Gail Dines called internet porn a great 'cultural experiment' in the sense that our young people are the first generation for which the world of violent and degrading porn is so easily accessible. The real great British porn experiment actually began much earlier than that though, in 1970 when an image previously described as 'porn', available only within age-restricted publications on the top shelf, was first placed in a mass circulation non age-restricted daily newspaper.
It was the generation who came of age in the Seventies who were first conditioned into the message of porn and it started when the Sun, with the introduction of Page 3, gave explicit permission to the general public, young and old, to view women as sexually available commodities.
Pre-1970 we had the non-porn arena and the porn arena, and they were separate. Porn was unseen but easily available in mainstream retail outlets for those who wanted it. 1970 changed all that. The establishment of daily porn as an entitlement began then, and over the years has proliferated in the public space, with images on the front covers of newspapers like the Sport and the Star, and the introduction of 'lads' mags' displayed openly and no longer restricted to the top shelf, despite the fact that their covers and content are far more 'pornified' than that of the old 'Playboy'.

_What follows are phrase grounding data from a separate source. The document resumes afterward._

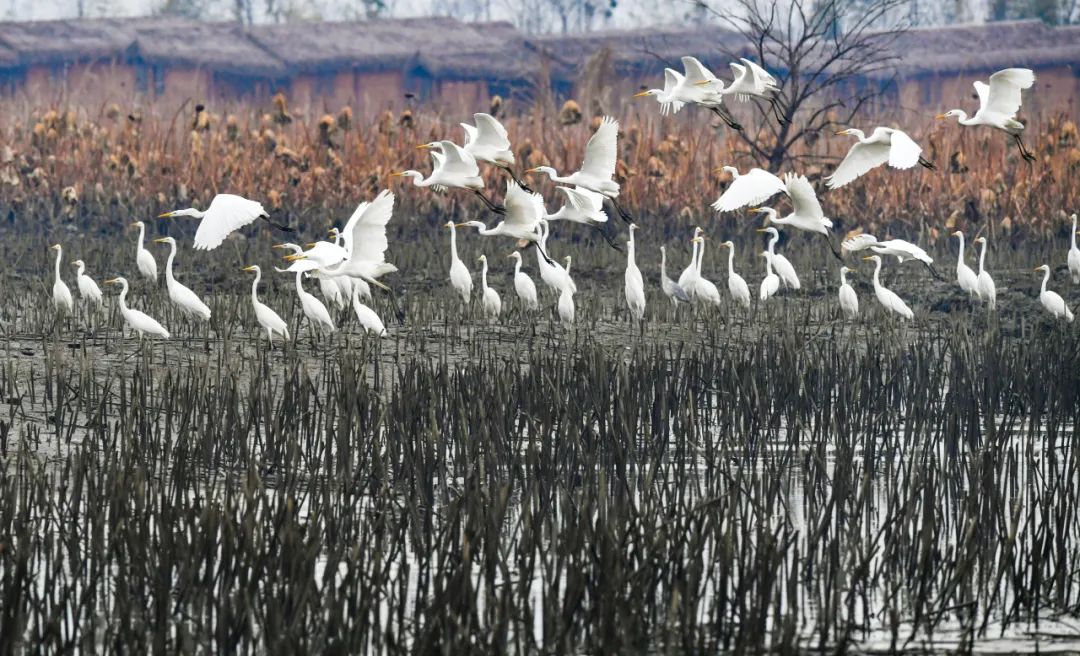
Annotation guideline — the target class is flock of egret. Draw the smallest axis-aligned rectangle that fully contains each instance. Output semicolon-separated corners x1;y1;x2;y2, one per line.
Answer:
43;60;1077;346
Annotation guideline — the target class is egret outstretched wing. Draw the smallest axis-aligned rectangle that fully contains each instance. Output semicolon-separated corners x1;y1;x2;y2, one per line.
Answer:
438;140;481;177
783;173;826;221
887;129;922;169
342;189;394;264
472;113;511;150
680;56;716;84
560;186;608;222
713;168;786;212
841;234;879;253
193;194;267;251
580;116;618;182
827;141;891;189
503;180;545;229
983;68;1035;117
741;58;778;88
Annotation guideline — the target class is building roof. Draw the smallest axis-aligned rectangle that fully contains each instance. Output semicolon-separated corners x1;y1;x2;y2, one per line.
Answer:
0;16;182;67
130;21;285;77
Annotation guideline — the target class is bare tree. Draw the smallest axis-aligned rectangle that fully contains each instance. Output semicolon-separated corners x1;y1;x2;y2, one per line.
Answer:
699;0;909;171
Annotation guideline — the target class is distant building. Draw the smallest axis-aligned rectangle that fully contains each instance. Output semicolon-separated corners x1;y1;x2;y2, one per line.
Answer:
0;16;1075;118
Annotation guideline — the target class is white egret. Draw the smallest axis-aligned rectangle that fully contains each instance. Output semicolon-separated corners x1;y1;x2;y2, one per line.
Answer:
632;68;686;116
751;174;840;258
457;180;551;262
952;231;980;299
445;221;473;304
477;254;502;319
757;227;800;290
50;244;73;315
974;237;996;310
351;286;386;337
104;277;170;340
315;271;345;310
153;237;212;321
1068;214;1079;284
543;186;620;250
241;265;289;346
1034;265;1073;322
526;116;633;223
678;227;704;299
759;252;780;302
671;56;742;130
399;140;504;214
71;259;103;307
659;245;691;306
558;256;576;325
711;166;786;213
507;251;539;312
536;221;576;296
461;112;531;191
316;190;398;293
841;233;945;280
160;194;288;251
711;57;786;124
130;221;158;281
936;68;1036;162
863;255;914;320
294;268;336;337
692;236;722;307
827;127;934;189
326;227;358;302
719;241;751;310
838;266;859;319
624;224;646;321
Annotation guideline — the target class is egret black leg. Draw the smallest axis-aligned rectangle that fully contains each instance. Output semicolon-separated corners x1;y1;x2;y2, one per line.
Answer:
500;165;534;194
824;232;843;262
259;213;294;233
590;223;623;251
608;197;635;225
1013;134;1036;162
532;240;556;266
709;106;744;131
472;189;507;214
918;156;936;170
770;98;789;125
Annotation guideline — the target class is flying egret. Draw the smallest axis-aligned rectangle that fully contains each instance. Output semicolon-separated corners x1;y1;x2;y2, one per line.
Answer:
659;245;691;307
678;227;704;300
952;231;980;299
445;221;472;304
644;57;741;130
936;68;1037;162
838;266;859;319
50;244;73;316
703;57;786;124
558;256;576;325
477;254;502;319
718;241;751;310
692;236;723;307
153;237;212;322
526;116;634;223
326;227;359;302
293;267;336;338
159;194;289;251
751;173;840;258
759;252;780;302
827;127;934;189
461;112;532;192
974;237;996;310
130;221;158;281
351;286;386;337
711;166;786;213
507;251;539;312
757;227;800;290
624;224;646;322
104;277;169;340
457;180;552;263
1034;265;1073;322
632;68;686;116
841;234;945;280
543;186;620;251
1068;214;1079;284
399;140;504;214
863;255;914;320
71;259;103;308
241;265;289;346
313;190;398;293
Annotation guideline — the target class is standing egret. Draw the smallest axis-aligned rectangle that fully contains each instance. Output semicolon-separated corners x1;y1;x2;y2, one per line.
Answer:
711;166;786;213
558;256;576;325
526;116;633;223
838;266;859;319
293;267;336;339
1068;213;1080;284
50;244;73;316
351;286;386;337
130;221;158;281
936;68;1037;162
104;277;169;340
507;251;539;312
543;186;620;250
326;227;358;302
445;221;472;304
678;227;704;299
633;68;686;116
1034;265;1073;322
240;265;289;346
624;224;646;322
659;245;691;307
71;259;103;308
536;221;576;297
751;174;839;258
460;112;531;191
952;231;980;299
159;194;289;251
863;255;914;320
692;236;723;307
153;237;212;322
316;271;345;310
974;237;996;310
719;241;751;310
827;127;933;189
757;227;800;290
477;254;502;319
759;252;780;302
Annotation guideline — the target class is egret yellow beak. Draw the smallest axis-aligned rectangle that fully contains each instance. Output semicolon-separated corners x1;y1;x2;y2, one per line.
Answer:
862;256;874;261
755;228;770;233
242;265;257;272
271;243;290;250
693;80;712;86
304;242;317;248
633;91;651;98
284;254;306;262
104;278;120;284
935;114;947;120
157;212;173;218
834;130;847;135
454;223;469;228
524;167;540;174
416;143;432;150
390;171;406;177
152;237;169;244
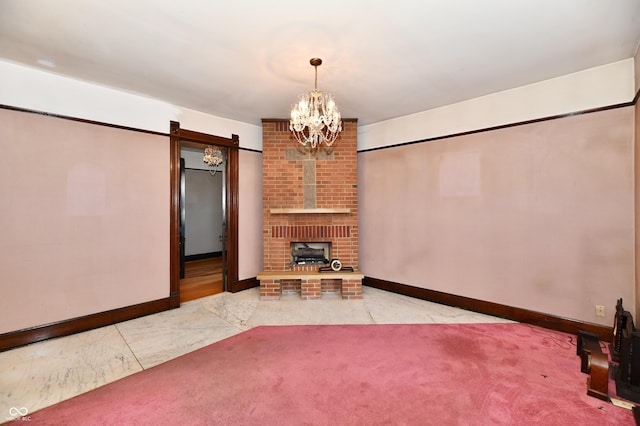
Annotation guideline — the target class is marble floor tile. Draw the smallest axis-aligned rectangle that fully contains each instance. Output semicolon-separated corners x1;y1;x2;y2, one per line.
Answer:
0;325;140;420
199;287;260;330
247;293;374;327
363;287;513;324
363;286;436;324
115;300;241;369
363;286;513;324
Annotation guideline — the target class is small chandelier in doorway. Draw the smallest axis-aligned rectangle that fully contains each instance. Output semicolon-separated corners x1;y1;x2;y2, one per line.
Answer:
203;145;225;175
290;58;342;149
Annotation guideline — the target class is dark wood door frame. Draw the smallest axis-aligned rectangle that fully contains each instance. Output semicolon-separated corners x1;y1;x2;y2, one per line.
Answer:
169;121;239;308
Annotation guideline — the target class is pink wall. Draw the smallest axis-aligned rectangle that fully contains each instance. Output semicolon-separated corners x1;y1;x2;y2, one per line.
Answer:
0;109;170;333
359;107;635;325
635;48;640;321
239;149;263;279
636;100;640;321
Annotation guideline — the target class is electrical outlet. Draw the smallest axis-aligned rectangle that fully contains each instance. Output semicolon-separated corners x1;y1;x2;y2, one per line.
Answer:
595;305;606;317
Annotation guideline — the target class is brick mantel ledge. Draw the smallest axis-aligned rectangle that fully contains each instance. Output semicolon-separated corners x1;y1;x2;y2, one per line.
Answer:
257;270;364;280
269;208;351;214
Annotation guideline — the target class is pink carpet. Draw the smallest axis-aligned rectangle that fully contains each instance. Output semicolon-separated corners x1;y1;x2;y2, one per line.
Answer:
29;323;633;425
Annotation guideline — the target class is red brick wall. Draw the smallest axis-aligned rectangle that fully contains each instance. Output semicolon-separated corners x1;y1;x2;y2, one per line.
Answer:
262;119;358;272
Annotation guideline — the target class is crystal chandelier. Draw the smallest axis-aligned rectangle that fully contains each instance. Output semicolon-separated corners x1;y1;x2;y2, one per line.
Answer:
203;145;224;175
290;58;342;149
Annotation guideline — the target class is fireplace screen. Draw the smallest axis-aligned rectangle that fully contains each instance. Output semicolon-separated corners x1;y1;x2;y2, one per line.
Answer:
290;242;331;266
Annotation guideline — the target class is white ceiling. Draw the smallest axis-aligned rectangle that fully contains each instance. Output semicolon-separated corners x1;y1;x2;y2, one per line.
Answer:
0;0;639;126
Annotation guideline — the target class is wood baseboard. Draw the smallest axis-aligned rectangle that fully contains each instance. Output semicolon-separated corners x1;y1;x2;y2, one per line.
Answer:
1;278;257;352
0;297;175;352
185;251;222;262
229;277;259;293
364;277;613;342
3;276;607;351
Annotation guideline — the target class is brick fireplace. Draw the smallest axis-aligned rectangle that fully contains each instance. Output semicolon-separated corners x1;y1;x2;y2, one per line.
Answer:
258;119;362;300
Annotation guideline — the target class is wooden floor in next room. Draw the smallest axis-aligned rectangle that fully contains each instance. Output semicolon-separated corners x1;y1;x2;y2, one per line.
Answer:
180;257;223;303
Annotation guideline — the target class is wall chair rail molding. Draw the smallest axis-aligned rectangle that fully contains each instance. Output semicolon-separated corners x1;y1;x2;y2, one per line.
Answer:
0;103;168;137
357;96;639;154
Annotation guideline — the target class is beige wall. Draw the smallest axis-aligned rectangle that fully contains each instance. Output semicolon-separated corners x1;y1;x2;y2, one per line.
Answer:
359;107;635;326
0;109;170;333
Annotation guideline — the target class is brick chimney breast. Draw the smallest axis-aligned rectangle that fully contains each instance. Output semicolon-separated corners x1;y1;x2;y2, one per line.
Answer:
259;119;361;300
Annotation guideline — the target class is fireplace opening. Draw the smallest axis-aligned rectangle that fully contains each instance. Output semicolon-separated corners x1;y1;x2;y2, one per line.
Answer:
291;242;331;266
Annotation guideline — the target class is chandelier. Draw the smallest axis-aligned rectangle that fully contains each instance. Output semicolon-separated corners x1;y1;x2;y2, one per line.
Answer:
203;145;225;175
290;58;342;149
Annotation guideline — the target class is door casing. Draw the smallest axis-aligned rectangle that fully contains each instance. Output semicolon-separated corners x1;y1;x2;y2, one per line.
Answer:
169;121;239;308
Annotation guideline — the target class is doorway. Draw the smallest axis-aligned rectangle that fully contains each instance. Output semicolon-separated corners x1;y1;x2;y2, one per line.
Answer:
169;121;239;308
180;154;225;302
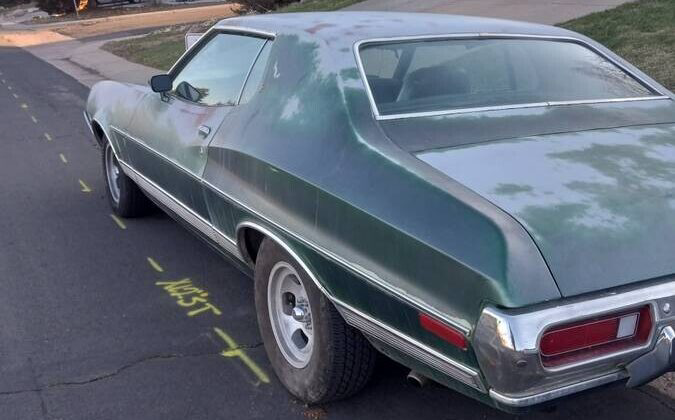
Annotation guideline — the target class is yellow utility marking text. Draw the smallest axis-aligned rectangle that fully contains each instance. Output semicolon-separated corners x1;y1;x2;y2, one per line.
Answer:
147;257;164;273
59;153;68;164
214;327;270;384
110;214;127;230
155;278;222;317
79;179;92;192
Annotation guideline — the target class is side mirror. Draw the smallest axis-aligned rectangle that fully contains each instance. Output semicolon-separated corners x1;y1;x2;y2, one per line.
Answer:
150;74;172;93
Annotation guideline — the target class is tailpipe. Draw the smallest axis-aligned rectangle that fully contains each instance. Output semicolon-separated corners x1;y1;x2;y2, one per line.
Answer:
406;370;429;387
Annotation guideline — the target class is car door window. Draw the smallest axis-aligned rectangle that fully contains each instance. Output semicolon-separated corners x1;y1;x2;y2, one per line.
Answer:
171;33;267;106
239;41;273;104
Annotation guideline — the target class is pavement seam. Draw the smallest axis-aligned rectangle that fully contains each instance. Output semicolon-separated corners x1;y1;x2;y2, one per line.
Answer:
0;349;258;397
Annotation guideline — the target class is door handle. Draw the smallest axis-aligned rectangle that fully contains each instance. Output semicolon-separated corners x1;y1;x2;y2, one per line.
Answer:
198;125;211;138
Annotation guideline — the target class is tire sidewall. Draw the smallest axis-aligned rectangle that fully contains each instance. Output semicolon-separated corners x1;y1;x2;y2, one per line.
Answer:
254;239;335;403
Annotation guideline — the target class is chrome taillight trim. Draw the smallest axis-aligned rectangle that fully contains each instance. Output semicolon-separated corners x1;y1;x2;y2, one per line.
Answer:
474;278;675;407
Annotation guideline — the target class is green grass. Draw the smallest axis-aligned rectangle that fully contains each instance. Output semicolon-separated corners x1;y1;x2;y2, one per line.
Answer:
101;0;364;71
560;0;675;91
101;21;217;71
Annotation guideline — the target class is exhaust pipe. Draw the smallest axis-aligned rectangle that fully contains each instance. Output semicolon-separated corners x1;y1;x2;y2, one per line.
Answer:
406;370;429;387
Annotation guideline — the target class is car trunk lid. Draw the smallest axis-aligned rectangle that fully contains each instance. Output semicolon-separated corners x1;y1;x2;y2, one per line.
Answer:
382;100;675;297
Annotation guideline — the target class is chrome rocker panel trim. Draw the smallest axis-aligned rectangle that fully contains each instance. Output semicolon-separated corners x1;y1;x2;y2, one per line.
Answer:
337;303;486;392
474;278;675;407
118;160;241;259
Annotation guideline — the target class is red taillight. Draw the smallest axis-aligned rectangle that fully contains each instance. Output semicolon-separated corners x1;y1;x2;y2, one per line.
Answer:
419;313;468;350
540;305;652;367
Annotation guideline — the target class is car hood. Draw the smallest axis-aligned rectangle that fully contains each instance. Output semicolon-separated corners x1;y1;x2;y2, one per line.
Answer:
416;122;675;297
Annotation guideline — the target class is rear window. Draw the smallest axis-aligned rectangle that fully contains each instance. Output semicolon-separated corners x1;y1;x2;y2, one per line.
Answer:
359;38;657;117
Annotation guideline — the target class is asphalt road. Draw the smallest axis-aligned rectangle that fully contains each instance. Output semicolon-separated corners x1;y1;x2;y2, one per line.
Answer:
0;45;673;420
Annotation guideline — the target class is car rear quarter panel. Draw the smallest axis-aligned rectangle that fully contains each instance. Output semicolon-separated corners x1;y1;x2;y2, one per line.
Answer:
202;32;560;370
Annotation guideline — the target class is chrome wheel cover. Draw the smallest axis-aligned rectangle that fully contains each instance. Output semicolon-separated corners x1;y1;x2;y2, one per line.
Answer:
267;261;314;368
105;144;121;204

What happened was a change in semantics which allowed porn in to the public arena under a different name. Porn models became 'glamour models', porn mags became 'lads' mags', and therefore no restriction was needed. The public dehumanising objectification of women has continued unchecked under the guise of 'being something else'. We don't even notice when a magazine full of half-naked young women blatantly calls itself 'Zoo'.
Every image we see has an underlying message which we unconsciously absorb, and as Gail Dines pointed out, when viewing images 'there is something about the human mind and brain that needs to believe they're true'.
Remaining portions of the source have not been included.